On 01/24/2016 06:06 PM, Lamar Owen wrote:
> On 01/23/2016 01:30 PM, Yasha Karant wrote:
>> Perhaps someone else has experienced what I related below and can 
>> comment -- SL 7x.
>>
>> 1.  ... For 802.3, I prefer to use a manual configuration, not 
>> NetworkManager.
>
> For a dynamic connection even with a wired Ethernet you should use the 
> supported NetworkManager stack, your personal preferences aside.  NM 
> works and doesn't require munging for a simple DHCP wired connection.
>
>>
>> 2.  ...Note that I must use MS Win to work with these devices as the 
>> application software for the device in question is *NOT* available 
>> for linux, the device is proprietary (no source code available), and 
>> CrossOver/Wine does not support USB -- forcing the use of a VM 
>> running a MS Win gues
>
> Neither VMware nor VirtualBox ship as part of SL.  KVM does, and USB 
> passthrough works very well with Windows 7 running in a KVM virtual 
> machine on my laptop.  It just works, and it's already part of SL; why 
> not use it?  Performance is very good in my experience, and I'm 
> running a few pieces of software in Win 7 for the same reasons as 
> you.  You're also far more likely to get useful help using KVM, either 
> from the list or from other sources, such as the Red Hat or Fedora 
> documentation.

 From the KVM site (http://www.linux-kvm.org/page/Management_Tools) that 
has a RedHat logo, there is a list of management interfaces, including 
VMM (Virtual Machine Manager -- https://virt-manager.org/screenshots/ ) 

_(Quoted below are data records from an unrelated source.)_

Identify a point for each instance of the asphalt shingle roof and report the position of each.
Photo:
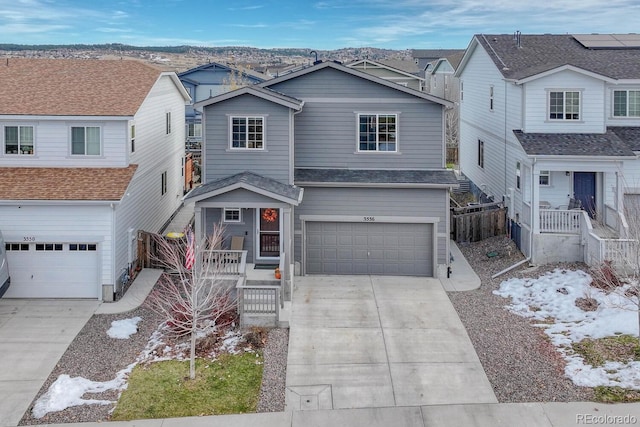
(74, 87)
(27, 183)
(540, 53)
(574, 144)
(252, 179)
(630, 135)
(348, 176)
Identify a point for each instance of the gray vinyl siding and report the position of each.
(326, 131)
(401, 202)
(246, 229)
(272, 162)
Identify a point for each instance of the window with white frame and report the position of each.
(18, 139)
(133, 138)
(247, 133)
(163, 183)
(377, 132)
(481, 153)
(564, 105)
(545, 178)
(85, 140)
(626, 103)
(490, 98)
(194, 130)
(232, 215)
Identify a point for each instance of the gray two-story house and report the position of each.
(328, 170)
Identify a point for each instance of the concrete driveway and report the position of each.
(376, 341)
(34, 334)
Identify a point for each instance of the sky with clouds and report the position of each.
(324, 24)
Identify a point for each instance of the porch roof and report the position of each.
(251, 182)
(374, 177)
(607, 144)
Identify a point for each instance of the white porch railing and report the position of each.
(560, 221)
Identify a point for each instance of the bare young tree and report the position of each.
(191, 294)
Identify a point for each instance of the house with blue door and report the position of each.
(550, 124)
(328, 170)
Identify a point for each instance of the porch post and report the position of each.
(287, 245)
(535, 200)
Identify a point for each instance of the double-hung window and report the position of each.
(247, 132)
(85, 140)
(18, 139)
(564, 105)
(377, 132)
(626, 103)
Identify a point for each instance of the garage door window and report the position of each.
(82, 247)
(16, 246)
(48, 246)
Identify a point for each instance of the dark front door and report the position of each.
(584, 189)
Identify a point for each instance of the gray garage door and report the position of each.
(369, 248)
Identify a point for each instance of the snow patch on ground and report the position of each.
(552, 297)
(123, 329)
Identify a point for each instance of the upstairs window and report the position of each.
(18, 139)
(247, 132)
(168, 122)
(564, 105)
(377, 132)
(85, 140)
(626, 103)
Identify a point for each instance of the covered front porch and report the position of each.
(574, 211)
(256, 216)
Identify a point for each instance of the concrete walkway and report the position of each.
(34, 334)
(375, 341)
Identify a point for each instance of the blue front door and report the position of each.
(584, 189)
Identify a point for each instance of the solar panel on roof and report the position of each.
(609, 41)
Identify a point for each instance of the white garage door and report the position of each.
(53, 270)
(369, 248)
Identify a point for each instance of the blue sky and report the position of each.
(324, 24)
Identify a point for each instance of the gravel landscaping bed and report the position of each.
(95, 356)
(520, 362)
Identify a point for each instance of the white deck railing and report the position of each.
(560, 221)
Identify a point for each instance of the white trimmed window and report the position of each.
(564, 105)
(232, 215)
(85, 140)
(18, 139)
(247, 133)
(545, 178)
(377, 132)
(626, 103)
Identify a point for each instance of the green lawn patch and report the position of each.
(229, 385)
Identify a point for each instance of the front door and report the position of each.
(268, 233)
(584, 189)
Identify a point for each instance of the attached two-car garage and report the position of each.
(53, 270)
(383, 248)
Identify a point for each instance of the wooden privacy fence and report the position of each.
(478, 222)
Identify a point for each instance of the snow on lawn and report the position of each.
(123, 329)
(552, 297)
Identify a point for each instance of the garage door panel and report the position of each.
(370, 248)
(62, 273)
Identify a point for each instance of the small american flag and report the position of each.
(190, 257)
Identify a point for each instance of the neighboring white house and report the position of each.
(92, 151)
(549, 122)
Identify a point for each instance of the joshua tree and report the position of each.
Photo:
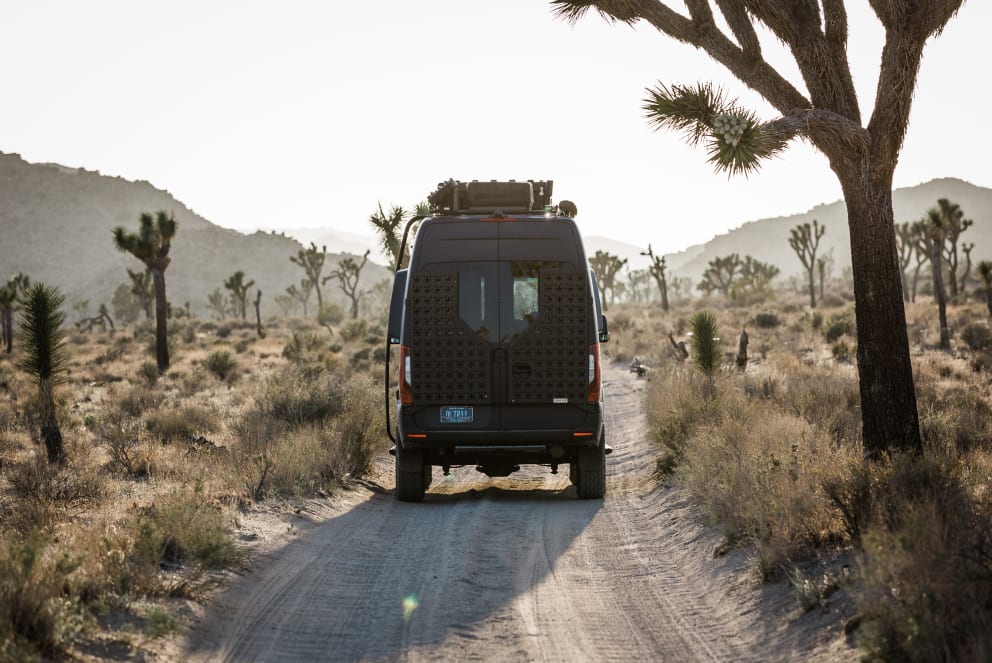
(143, 290)
(985, 269)
(258, 315)
(657, 270)
(936, 223)
(754, 282)
(804, 240)
(967, 249)
(720, 274)
(44, 358)
(239, 292)
(905, 245)
(606, 266)
(348, 272)
(10, 293)
(312, 262)
(389, 228)
(217, 302)
(826, 111)
(954, 225)
(151, 246)
(705, 343)
(301, 294)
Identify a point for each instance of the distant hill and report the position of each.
(768, 239)
(56, 223)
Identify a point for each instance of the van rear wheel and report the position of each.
(591, 482)
(412, 475)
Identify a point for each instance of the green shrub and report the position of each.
(38, 612)
(301, 346)
(976, 336)
(839, 325)
(182, 528)
(184, 423)
(766, 321)
(354, 329)
(222, 364)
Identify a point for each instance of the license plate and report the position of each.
(457, 414)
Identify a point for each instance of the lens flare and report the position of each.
(409, 605)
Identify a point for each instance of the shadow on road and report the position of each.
(386, 577)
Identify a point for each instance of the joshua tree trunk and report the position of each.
(161, 321)
(258, 315)
(939, 293)
(50, 431)
(888, 395)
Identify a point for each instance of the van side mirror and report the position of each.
(395, 325)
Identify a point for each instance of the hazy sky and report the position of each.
(307, 113)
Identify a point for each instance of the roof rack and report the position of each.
(454, 197)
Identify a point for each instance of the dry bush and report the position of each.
(38, 613)
(757, 473)
(926, 566)
(299, 395)
(186, 423)
(184, 527)
(124, 438)
(44, 495)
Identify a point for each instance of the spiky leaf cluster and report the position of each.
(41, 322)
(705, 342)
(736, 141)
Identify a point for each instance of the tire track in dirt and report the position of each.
(497, 570)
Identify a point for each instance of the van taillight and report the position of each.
(595, 375)
(405, 379)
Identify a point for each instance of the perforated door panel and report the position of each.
(450, 361)
(550, 361)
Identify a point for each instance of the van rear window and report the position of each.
(498, 300)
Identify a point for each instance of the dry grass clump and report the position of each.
(143, 507)
(774, 455)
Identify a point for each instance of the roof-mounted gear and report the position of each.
(454, 197)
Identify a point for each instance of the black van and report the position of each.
(498, 322)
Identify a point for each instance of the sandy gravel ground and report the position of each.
(514, 569)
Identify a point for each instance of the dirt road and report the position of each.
(514, 569)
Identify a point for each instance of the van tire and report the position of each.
(592, 473)
(412, 475)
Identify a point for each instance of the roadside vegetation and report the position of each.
(143, 503)
(773, 455)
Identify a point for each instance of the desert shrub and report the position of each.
(926, 566)
(354, 329)
(184, 527)
(148, 372)
(705, 351)
(678, 408)
(832, 301)
(360, 356)
(766, 321)
(301, 346)
(37, 613)
(46, 494)
(840, 350)
(754, 472)
(976, 335)
(254, 450)
(184, 423)
(222, 364)
(359, 428)
(123, 436)
(113, 353)
(298, 396)
(838, 325)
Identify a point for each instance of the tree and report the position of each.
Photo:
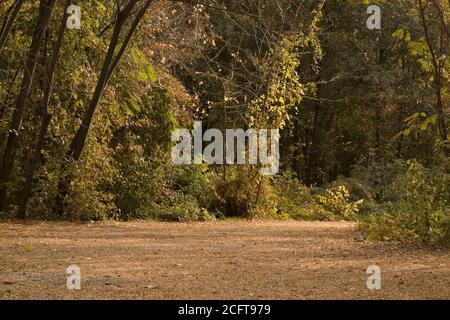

that also appears to be a Red Hat entity.  Anyone using VMM?  VMM 
appears to allow a true host OS (supervisor, not hypervisor) with the VM 
("hypervisor") running under the OS (as with VMWare workstation/player 
or VirtualBox), thus booting an OS, not a hypervisor that actually 
provisions for guest supervisors.  Is this correct?